Define a templated function :

template<typename T>
T Rosenbrock(const T* x, const size_t dim)
{	
	T y(0);
	for (size_t i=0;i<dim-1;++i)
	{
		y += 100.*(x[i+1] - x[i]*x[i])*(x[i+1] - x[i]*x[i]) + (1. - x[i])*(1. - x[i]);
	}
	
	return y;
}

Compute first and second order derivative with respect to x[2] :

std::vector< myAD::fwd::Var<double> > x(10, 0.0);
myAD::fwd::Var<double> eps(0,1);
	
x[2] += eps; // differentiate with respect to x[2]
	 
myAD::fwd::Var<double> y = Rosenbrock(x.data(), x.size());
	
std::cout << "f(x) = " << y.getValue() << std::endl;
std::cout << "∂z/∂x[2](x) = " << y.getDiff() << std::endl;
std::cout << "∂^2 z/∂x[2]^2(x) = " << y.getDiff2() << std::endl;

Reverse mode

Reverse mode works by constructing a weighted directional graph. A node represents a variable, an edge (a, b, v) indicates that ∂a/∂b = v.

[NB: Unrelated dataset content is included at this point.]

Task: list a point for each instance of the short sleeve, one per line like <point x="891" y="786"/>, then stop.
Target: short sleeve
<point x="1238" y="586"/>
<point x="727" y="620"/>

The Graph is a singleton and is automatically filled when declaring and manipulating variables. It should be cleared when the function has been evaluated. Each variable and temporary has a unique id that corresponds to the node it is associated to.

With the graph, we can compute the derivatives of a variable with respect to all the variables and temporaries used uppon the computation. The gradient with respect to a given variable can be accessed by using the variable id.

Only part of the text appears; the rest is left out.